I see ... an offsetting strength of the dollar in the desire of the booming, developing countries to hold dollar-denominated assets and I don't think that's (been factored) in.

Question: What do you think the Fed should do to best manage the U.S. economy, given inflation fears from higher energy prices?

Siegel: We have raised interest rates dramatically. ... My feeling is that that has already turned the housing market and it will turn the commodity market. Once those two sectors are stabilized, long-term inflation is under control.

The Fed has to be very careful about over-tightening, going too far. They must realize, as I think they do, that we had a 400 basis-point increase in rates over the last two years and it might be wise to pause and assess the situation.
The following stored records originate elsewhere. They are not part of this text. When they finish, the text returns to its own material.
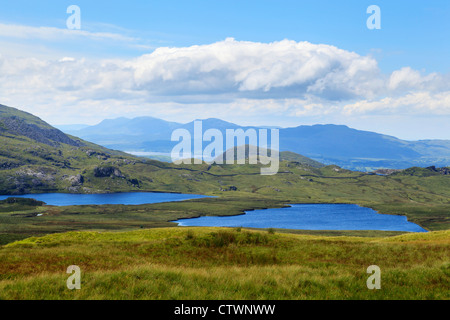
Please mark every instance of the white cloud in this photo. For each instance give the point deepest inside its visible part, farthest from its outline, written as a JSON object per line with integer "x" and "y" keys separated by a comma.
{"x": 52, "y": 33}
{"x": 249, "y": 79}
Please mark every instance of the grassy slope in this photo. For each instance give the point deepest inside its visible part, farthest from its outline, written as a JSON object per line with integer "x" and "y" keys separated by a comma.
{"x": 212, "y": 263}
{"x": 424, "y": 200}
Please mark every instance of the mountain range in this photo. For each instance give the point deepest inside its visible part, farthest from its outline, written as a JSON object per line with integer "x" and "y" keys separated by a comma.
{"x": 329, "y": 144}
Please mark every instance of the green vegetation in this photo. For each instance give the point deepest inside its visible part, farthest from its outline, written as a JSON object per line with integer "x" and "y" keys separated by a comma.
{"x": 220, "y": 263}
{"x": 136, "y": 252}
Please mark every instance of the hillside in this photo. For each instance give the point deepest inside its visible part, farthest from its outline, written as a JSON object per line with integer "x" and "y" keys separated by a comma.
{"x": 220, "y": 263}
{"x": 330, "y": 144}
{"x": 29, "y": 166}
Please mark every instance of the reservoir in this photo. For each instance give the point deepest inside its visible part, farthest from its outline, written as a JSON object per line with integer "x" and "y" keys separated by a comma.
{"x": 127, "y": 198}
{"x": 311, "y": 217}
I am acutely aware that if commodities continue to rise and the economy continues to boom at an unsustainable rate that the Fed must continue to raise interest rates and I believe they will.
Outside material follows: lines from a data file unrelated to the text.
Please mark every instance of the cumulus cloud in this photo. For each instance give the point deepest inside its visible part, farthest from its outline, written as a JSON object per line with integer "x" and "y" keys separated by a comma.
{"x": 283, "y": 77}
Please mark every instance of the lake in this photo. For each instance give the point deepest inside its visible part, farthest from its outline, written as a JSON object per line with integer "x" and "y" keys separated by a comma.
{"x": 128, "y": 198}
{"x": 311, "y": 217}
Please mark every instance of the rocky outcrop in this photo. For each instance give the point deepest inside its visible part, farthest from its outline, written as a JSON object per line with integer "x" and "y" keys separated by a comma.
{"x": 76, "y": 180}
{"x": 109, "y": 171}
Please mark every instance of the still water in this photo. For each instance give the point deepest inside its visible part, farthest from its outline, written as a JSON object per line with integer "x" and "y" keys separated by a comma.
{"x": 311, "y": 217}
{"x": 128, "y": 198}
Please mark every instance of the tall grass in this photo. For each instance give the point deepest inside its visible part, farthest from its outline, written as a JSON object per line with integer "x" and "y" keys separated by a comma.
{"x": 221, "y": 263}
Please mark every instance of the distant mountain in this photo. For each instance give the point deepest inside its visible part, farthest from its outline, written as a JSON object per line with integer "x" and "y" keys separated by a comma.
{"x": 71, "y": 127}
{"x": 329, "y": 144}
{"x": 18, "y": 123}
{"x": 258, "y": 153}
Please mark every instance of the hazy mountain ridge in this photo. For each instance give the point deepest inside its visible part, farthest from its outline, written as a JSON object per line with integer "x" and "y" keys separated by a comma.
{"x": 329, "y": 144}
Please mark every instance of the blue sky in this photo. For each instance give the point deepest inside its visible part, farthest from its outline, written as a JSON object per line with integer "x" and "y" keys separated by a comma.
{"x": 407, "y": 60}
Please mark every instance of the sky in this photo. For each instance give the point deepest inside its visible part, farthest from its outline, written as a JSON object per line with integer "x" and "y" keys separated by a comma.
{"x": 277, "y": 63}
We have done a lot so far. We may have to do more, but my feeling is that this would be a good time to pause and assess the situation.

Question: What's your take on the new Fed chairman, Ben Bernanke?

Siegel: I'm very positive about him. I know him. He's a very bright man and I think an excellent choice to succeed Alan Greenspan. He's learning his position — there were some recent leaks (to CNBC anchor Maria Bartiromo) that should not have happened — but he is a very quick study and he will learn from those mistakes, which aren't overly serious.

I think he will guide the U.S. economy very well in the coming decades.

(MSBC is a joint venture of Microsoft and NBC.)

Question: You've said that investors often make the mistake of buying into the fastest growing stocks because they tend to be overpriced. You also said that the best performing investments are found in shrinking industries and in slower-growing countries. That seems counterintuitive.

Siegel: People confuse growth with return.

I found, in my historical studies, that growth stocks, particularly small growth stocks, are in fact often overbet by the market and overpriced. Even though a number of them go on to grow, the vast majority don't live up to the expectations of investors. Sometimes slow-growing companies, particularly those that are profitable, that return cash to shareholders and give dividends, have proved to be the best performing stocks in the long run.

The same thing holds with countries. The fastest-growing country over the last 20 years is China and yet it has had the worst dollar returns for investors — again, overpriced securities.

You must look at the price relative to earnings and the dividend yield.

Question: You are optimistic about the financial future of the aging population in developed countries. Others have taken a pessimistic viewpoint, saying that the needs of aging Baby Boomers in the U.S. will strain Social Security and other programs. How can you be so upbeat?

Siegel: Eighty-five percent of the world's population outside the developed world is not rapidly aging ... If the developing world can continue to grow as they have over the last five to 10 years — particularly China and now India — these countries will be able to produce and supply many of the goods that will be needed by the Baby Boomers that will be entering into retirement.

These countries will also help support our asset prices, being major buyers of the major corporations in the world.

Question: Do you see an era of declining influence and power of the Western countries? Is that cause for concern?

Siegel: I see a drop in the share of the economy that Western powers will occupy in the coming years. My own projection is that ... China's economy could be as big as the U.S., Canada, Western Europe and Japan put together by the year 2050.

All the developed world will become smaller as part of the world economy.

Question: Given your projection of the importance of globalization, how should one allocate assets?

Siegel: I've recommended that up to 40 percent of your equity assets should be in stocks that are headquartered outside the U.S. ... We have to recognize that over half of the world's capital today is outside the U.S., and that will be growing dramatically in the coming years.